Sophomoric Hijinks. Literally.

The collar was turned up on Cleo Rucker’s overcoat as he stood shivering next to the bus. He reached into his pocket, tapped out an inch of a Pall Mall, pulled it out with his teeth, flicked one of those brand new Bic disposable lighters and inhaled the entire cigarette.

In about 30 seconds.

Those of us in the bus boarding queue dropped our jaws, widened our eyes, elbowed each other and nodded our heads his way, not wanting to point with our fingers.

“Check out C.R. He’s smoking!

I was a sophomore, third chair (out of three) treble clef baritone in the Second Band at Wichita Heights High School. Our band, all sophomores (save a handful of no-talent juniors) combined with the two-years-more-developed First Band to form what became known throughout the Midwest high school instrumental music community as the Mighty Falcon Marching Band.

C.R. came up with the moniker and made sure p.a. announcers, school district flaks and others in a position to share the good word knew it. He had a little Prof. Harold Hill in him.

As high school marching bands go, we were sort of a big deal. Four years earlier, our forebears marched in Richard Nixon’s first Presidential Inaugural Parade (H.R. Haldeman’s caps) in the nation’s capital and just a few hours before C.R. sucked down the Pall Mall, we had the honor of marching in the Cotton Bowl Parade.

January 1, 1973.

At 15, I was four scant months into my high school career and at the bottom of the ways of the world learning curve. The hard edges of my ignorance and naiveté were getting rubbed down, little by little, day by day.

Our band director smokes?

C.R. plied us with multiple and assorted door-to-door financial opportunities to raise the scratch to make the trip. Band candy, magazine subscriptions and these ginormous cardboard salesman’s cases filled with useless household gadgets.

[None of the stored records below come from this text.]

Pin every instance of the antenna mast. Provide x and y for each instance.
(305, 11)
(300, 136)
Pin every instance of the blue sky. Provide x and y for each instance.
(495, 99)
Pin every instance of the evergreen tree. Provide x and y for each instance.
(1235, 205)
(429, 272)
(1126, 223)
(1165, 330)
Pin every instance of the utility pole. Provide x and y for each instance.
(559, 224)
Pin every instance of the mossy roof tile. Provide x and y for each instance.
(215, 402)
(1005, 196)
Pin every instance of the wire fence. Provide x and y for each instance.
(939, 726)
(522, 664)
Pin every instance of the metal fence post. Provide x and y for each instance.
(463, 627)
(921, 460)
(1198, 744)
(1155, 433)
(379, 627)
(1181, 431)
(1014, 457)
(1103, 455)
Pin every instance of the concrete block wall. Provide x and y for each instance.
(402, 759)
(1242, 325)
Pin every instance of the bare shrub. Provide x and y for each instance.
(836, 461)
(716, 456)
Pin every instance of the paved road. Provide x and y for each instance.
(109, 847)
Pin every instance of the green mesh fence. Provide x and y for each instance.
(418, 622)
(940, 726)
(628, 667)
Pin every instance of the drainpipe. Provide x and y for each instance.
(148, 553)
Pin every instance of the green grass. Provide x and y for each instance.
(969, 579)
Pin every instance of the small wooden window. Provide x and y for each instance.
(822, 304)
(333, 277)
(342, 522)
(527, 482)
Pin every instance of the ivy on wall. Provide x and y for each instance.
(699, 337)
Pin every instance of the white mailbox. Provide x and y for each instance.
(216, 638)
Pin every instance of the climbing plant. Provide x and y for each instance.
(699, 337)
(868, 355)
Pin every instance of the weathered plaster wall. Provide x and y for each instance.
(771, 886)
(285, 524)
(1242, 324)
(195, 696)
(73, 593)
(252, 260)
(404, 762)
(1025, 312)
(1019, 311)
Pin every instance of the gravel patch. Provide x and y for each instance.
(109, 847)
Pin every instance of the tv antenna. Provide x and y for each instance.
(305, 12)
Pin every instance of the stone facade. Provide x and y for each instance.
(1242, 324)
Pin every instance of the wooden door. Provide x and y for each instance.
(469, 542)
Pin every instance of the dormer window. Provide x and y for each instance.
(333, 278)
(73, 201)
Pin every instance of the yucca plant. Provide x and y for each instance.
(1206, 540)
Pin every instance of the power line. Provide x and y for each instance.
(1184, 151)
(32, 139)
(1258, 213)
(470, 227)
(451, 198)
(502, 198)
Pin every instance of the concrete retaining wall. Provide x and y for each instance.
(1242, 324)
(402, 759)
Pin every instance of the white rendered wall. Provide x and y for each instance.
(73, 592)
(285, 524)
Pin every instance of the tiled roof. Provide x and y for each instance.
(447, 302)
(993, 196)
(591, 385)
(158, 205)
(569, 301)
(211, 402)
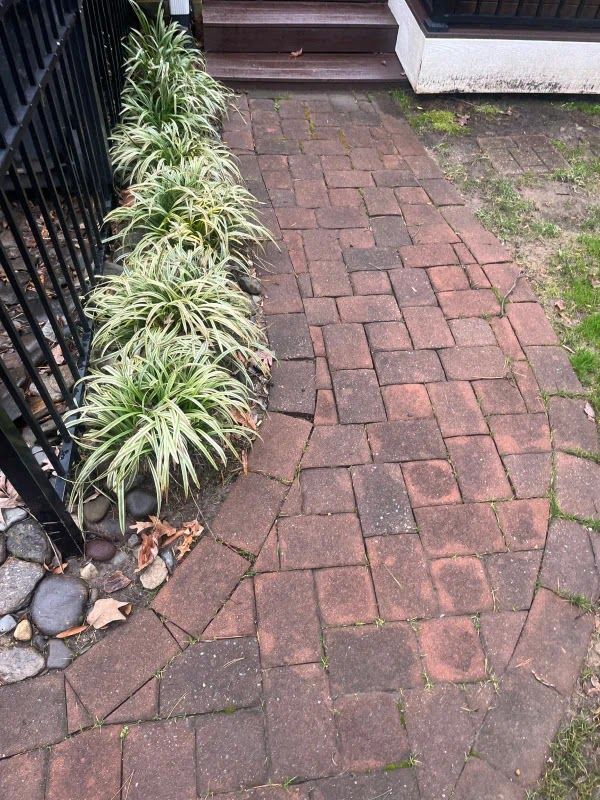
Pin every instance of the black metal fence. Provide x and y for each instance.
(548, 14)
(60, 82)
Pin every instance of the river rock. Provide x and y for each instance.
(18, 579)
(19, 663)
(59, 656)
(88, 572)
(28, 540)
(95, 510)
(154, 574)
(23, 631)
(99, 549)
(140, 503)
(7, 624)
(58, 604)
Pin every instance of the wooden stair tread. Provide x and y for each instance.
(311, 67)
(237, 13)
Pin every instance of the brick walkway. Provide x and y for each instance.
(397, 508)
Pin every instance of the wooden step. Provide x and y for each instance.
(233, 26)
(240, 69)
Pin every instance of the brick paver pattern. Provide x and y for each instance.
(379, 608)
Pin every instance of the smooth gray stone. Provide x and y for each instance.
(28, 540)
(140, 503)
(58, 604)
(7, 624)
(18, 579)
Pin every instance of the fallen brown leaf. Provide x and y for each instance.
(148, 550)
(107, 610)
(184, 547)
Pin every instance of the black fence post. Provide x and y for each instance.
(31, 482)
(61, 76)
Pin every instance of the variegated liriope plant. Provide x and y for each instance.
(176, 341)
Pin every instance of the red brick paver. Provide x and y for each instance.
(390, 553)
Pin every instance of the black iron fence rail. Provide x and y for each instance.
(61, 74)
(545, 14)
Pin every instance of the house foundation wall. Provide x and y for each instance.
(505, 62)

“Yo lady, howdja feel about buying one o’ these hypodermic butter dispensers? Ya just stick a stick o’ butter in here and push down.”

“What if my butter’s refrigerated?


We sophomores hung together, since the upperclassmen/women would not waste their precious time on the likes of us, so when Senior Steve Johnson (not his real name,) second chair alto sax in the First Band chatted me up on the bus ride south from Doodah to Dallas, I thought maybe I’m not such a geek after all.

We’re talking sports and cars when he nonchalantly drops, “You’re Viki Matson’s little brother, right?”

Viki Matson – senior, first chair flute in the First Band, National Honor Society. Has this sort of entourage of acolytes who follow her around. She – and acolytes, oblivious to her kid brother.

In downtown Dallas, C.R. puts us up in the Hotel Adolphus, for years the tallest building in Texas. The elevators had these pressure sensitive buttons. We soon learned that right before you exited the elevator, if you reach back in and run your finger down the row of buttons, floors 1 through 23, they’d all light up. And the elevator would stop at every floor. With no one getting off.

Yuk, yuk, yuk.

Sophomoric hijinks. Literally.

At night, we'd congregate to play cards and smoke Kool menthols. Someone said some brewskis’d go down smoothly and then I remembered Steve Johnson was pretty proud of the fact that he’d just turned 18.

OK, Johnson, here’s the deal. Score us some brewskis and I’ll put in a good word for you with my sister. One 6-pack of Lone Star passed around 2-dozen sophomores. Not enough for a buzz, but sufficient to make Steve Johnson a legend among the class of 1975.

To kill some time in Dallas, C.R. took the Mighty Falcon Marching Band to the movies. Man of La Mancha. Peter O’Toole tilting at windmills. Sophia Loren’s endowment on the big screen before a theatre full of raging sophomore hormones.

“To love pure and chaste from afar...” 

On the trip home, I squeezed through the acolytes in the back of the bus to get next to my sister. Yanno Vik, this guy Steve Johnson’s sort of an ace. 

She looked at me as though I was from Mars, wrinkled up her nose and offered:


I made my way back to Johnson and let him down easy.